3 ‘PPPs are currency conversion rates that both convert to a common currency and equalize the purchasing power of different currencies. In other words, they eliminate the differences in price levels between countries in the process of conversion’ (OECD Statistics Directorate, www.oecd.org/std/ppp). EIU collects nominal price data in local currency and converts them into US dollars using exchange rates at the time of data collection. To standardize the variation of price across countries and make prices comparable across countries with different standards of living, we apply the PPP conversion factor to exchange rate ratio. Prices deflated by the PPP are real prices expressed in US dollars at a moment in time. To standardize the fluctuation of prices over time, we apply the 2000 US Gross Domestic Product (GDP) deflator.

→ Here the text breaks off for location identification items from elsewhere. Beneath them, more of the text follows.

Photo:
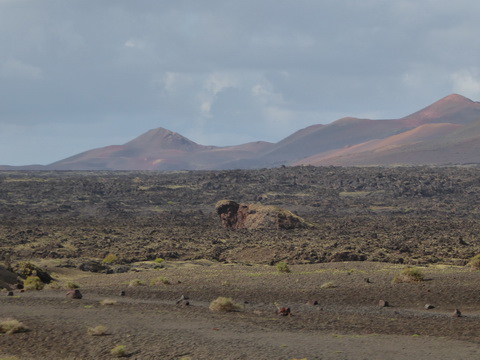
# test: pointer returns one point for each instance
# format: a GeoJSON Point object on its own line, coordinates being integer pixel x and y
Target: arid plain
{"type": "Point", "coordinates": [168, 247]}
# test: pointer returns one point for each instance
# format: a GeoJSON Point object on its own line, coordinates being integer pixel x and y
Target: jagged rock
{"type": "Point", "coordinates": [25, 269]}
{"type": "Point", "coordinates": [74, 294]}
{"type": "Point", "coordinates": [383, 303]}
{"type": "Point", "coordinates": [256, 216]}
{"type": "Point", "coordinates": [284, 311]}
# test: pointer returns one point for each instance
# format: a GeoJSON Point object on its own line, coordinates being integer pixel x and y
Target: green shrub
{"type": "Point", "coordinates": [11, 326]}
{"type": "Point", "coordinates": [110, 259]}
{"type": "Point", "coordinates": [224, 304]}
{"type": "Point", "coordinates": [475, 262]}
{"type": "Point", "coordinates": [408, 275]}
{"type": "Point", "coordinates": [33, 283]}
{"type": "Point", "coordinates": [119, 351]}
{"type": "Point", "coordinates": [160, 280]}
{"type": "Point", "coordinates": [135, 282]}
{"type": "Point", "coordinates": [283, 267]}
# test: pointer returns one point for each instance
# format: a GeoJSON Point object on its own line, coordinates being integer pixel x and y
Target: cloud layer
{"type": "Point", "coordinates": [84, 73]}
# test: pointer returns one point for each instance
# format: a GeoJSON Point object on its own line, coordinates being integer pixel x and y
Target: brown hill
{"type": "Point", "coordinates": [446, 132]}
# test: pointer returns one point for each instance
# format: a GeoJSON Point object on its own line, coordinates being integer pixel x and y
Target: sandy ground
{"type": "Point", "coordinates": [347, 323]}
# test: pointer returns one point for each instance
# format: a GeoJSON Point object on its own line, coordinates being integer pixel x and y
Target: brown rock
{"type": "Point", "coordinates": [383, 303]}
{"type": "Point", "coordinates": [257, 216]}
{"type": "Point", "coordinates": [74, 294]}
{"type": "Point", "coordinates": [283, 311]}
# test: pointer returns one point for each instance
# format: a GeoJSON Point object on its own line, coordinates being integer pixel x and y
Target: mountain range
{"type": "Point", "coordinates": [444, 133]}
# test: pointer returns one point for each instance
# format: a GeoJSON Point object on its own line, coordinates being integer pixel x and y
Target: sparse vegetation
{"type": "Point", "coordinates": [33, 283]}
{"type": "Point", "coordinates": [475, 262]}
{"type": "Point", "coordinates": [224, 304]}
{"type": "Point", "coordinates": [99, 330]}
{"type": "Point", "coordinates": [72, 285]}
{"type": "Point", "coordinates": [11, 326]}
{"type": "Point", "coordinates": [136, 282]}
{"type": "Point", "coordinates": [110, 259]}
{"type": "Point", "coordinates": [108, 302]}
{"type": "Point", "coordinates": [119, 351]}
{"type": "Point", "coordinates": [160, 280]}
{"type": "Point", "coordinates": [328, 285]}
{"type": "Point", "coordinates": [409, 275]}
{"type": "Point", "coordinates": [283, 267]}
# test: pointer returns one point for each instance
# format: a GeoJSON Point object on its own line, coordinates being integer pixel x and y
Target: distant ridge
{"type": "Point", "coordinates": [446, 132]}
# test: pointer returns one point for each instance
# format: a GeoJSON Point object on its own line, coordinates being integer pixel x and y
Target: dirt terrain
{"type": "Point", "coordinates": [347, 323]}
{"type": "Point", "coordinates": [367, 224]}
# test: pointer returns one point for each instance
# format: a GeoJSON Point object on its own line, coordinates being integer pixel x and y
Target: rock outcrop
{"type": "Point", "coordinates": [256, 216]}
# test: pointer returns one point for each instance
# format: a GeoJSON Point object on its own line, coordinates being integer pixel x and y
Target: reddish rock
{"type": "Point", "coordinates": [383, 303]}
{"type": "Point", "coordinates": [283, 311]}
{"type": "Point", "coordinates": [74, 294]}
{"type": "Point", "coordinates": [457, 313]}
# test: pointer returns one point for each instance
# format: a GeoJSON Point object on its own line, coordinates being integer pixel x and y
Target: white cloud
{"type": "Point", "coordinates": [19, 70]}
{"type": "Point", "coordinates": [467, 83]}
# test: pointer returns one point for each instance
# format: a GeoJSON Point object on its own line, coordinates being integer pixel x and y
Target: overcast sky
{"type": "Point", "coordinates": [80, 74]}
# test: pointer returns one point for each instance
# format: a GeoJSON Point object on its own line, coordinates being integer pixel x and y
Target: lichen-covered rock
{"type": "Point", "coordinates": [257, 216]}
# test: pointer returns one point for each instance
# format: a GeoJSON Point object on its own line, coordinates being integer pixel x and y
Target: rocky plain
{"type": "Point", "coordinates": [155, 246]}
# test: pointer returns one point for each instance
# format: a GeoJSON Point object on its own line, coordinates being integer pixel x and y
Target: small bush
{"type": "Point", "coordinates": [328, 285]}
{"type": "Point", "coordinates": [99, 330]}
{"type": "Point", "coordinates": [108, 302]}
{"type": "Point", "coordinates": [160, 280]}
{"type": "Point", "coordinates": [72, 285]}
{"type": "Point", "coordinates": [408, 275]}
{"type": "Point", "coordinates": [110, 259]}
{"type": "Point", "coordinates": [135, 282]}
{"type": "Point", "coordinates": [11, 326]}
{"type": "Point", "coordinates": [475, 262]}
{"type": "Point", "coordinates": [119, 351]}
{"type": "Point", "coordinates": [282, 267]}
{"type": "Point", "coordinates": [224, 304]}
{"type": "Point", "coordinates": [33, 283]}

4 Results using foreign-brand prices are very similar, and are available from the author.

5 This age was chosen because it is young enough to capture the earliest chances of initiation for the majority of people, while keeping the individual sample size as large as possible. Although it is possible to start observation at age 0, this would require losing a large portion of the individuals in the original sample; this is because tracing back cigarette prices to the year of birth is unfeasible for many GYTS respondents due to unavailability of price data before 1990.

6 Analysis time t is the time since the beginning of risk. In the initiation model, t = 1 is when age = 8, which occurs in different calendar years for different individuals. In the cessation model, t = 1 is when initiation occurred.

7 Note that the initiation hazard model in Equation Equation1 does not contain Age as a covariate. This is because for each individual, analysis time t is determined solely in reference to age (initiation risk begins at age 8, so t is simply the number of years since age 8). Since the hazard rate ht I is the distribution of initiation times t, the covariate Aget would be collinear with the outcome. This is not the case in the cessation hazard model, where analysis time t is determined in reference to the year of smoking initiation. Age is therefore included in the model of cessation.

8 The coefficients can also be transformed into odds ratios by exponentiation.